Im sure you have all seen the adverts for this and i have been tempted as I do occasionally like chips and its good that it does not use oil. But at that price you must be joking, they can put it where the monkey puts his nuts. 

www.philips.co.uk/c/home-cooking/171533/cat/


----------



## novorapidboi26 (Nov 9, 2011)

Never seen this before...............

Quite fancy the tefal actifry, uses one spoonful of oil for 1kg of chips.........

amazon are doing it for 99, usually its 100-170........


----------



## Northerner (Nov 9, 2011)

Sounds a bit like the Tefal ActiFry, also pretty expensive, but I've heard very good reports about them  

I just tend to have oven chips!


----------



## Northerner (Nov 9, 2011)

Haha NRB - we posted the same thing at the same time!


----------



## Steff (Nov 9, 2011)

Northerner said:


> Sounds a bit like the Tefal ActiFry, also pretty expensive, but I've heard very good reports about them
> 
> I just tend to have oven chips!



one guy on here got one he aint been on for abit but he said it was great.
personally i use the oven for my chips


----------



## novorapidboi26 (Nov 9, 2011)

Northerner said:


> Haha NRB - we posted the same thing at the same time!

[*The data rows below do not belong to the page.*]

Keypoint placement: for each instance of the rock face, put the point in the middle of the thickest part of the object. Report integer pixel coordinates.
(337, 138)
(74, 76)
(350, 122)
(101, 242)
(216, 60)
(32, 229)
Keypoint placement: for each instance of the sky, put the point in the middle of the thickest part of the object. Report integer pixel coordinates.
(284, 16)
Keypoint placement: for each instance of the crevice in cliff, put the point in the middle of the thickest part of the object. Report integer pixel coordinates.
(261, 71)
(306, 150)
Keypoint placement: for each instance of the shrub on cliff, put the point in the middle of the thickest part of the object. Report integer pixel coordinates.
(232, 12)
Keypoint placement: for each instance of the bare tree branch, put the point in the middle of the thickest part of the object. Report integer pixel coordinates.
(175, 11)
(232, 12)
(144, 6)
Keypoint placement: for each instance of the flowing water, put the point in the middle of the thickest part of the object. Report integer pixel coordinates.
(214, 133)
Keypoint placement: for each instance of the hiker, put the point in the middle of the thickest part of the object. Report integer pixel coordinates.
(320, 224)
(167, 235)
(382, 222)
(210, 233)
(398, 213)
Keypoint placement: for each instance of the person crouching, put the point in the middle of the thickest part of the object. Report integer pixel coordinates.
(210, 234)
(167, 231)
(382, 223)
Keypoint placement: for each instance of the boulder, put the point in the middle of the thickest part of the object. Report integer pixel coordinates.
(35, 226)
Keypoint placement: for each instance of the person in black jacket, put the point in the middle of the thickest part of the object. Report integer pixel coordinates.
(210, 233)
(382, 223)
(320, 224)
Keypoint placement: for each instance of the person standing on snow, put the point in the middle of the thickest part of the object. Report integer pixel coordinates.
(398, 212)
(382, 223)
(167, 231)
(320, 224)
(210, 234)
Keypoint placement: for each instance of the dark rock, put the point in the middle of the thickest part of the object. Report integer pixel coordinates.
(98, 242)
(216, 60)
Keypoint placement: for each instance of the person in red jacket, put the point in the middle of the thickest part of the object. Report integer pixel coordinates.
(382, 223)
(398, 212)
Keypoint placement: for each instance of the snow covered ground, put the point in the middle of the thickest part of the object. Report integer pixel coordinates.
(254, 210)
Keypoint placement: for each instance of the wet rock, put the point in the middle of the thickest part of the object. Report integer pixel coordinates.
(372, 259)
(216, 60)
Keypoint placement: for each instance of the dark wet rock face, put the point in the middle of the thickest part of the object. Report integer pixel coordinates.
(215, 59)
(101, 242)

to the second................


----------



## Pumper_Sue (Nov 9, 2011)

At those prices, I'm glad I don't like chips


----------



## Jennywren (Nov 9, 2011)

Amazon is a good price Argos have ?70 off but still ?129.99


----------



## FM001 (Nov 9, 2011)

Sounds healthier than a traditional fryer.


----------



## Klocky (Nov 9, 2011)

It does use oil Gail but only a very small amount - unless you use it to cook oven chips which dont need oil because they already have some on.

I haven't got one but have considered it.  I currently make my own fries with a bit of oil rubbed on and cooked in the oven.  I cant seem to cope with oven chips, they always make my bs go up.

Anyway, I found a video of it in action for anybody wanting a shufty.

http://www.youtube.com/watch?v=l8J3F-PaRgk

My friend has an actifry which caught fire.  I do know that Watchdog also ran a feature on this problem.  I have no idea whether actifry have now rectified that, but on reading reviews for the actifry, it doesnt seem to have a very long lifespan for an expensive piece of kit.  The Phillips fryer I think is probably too new to find out about its longevity.


----------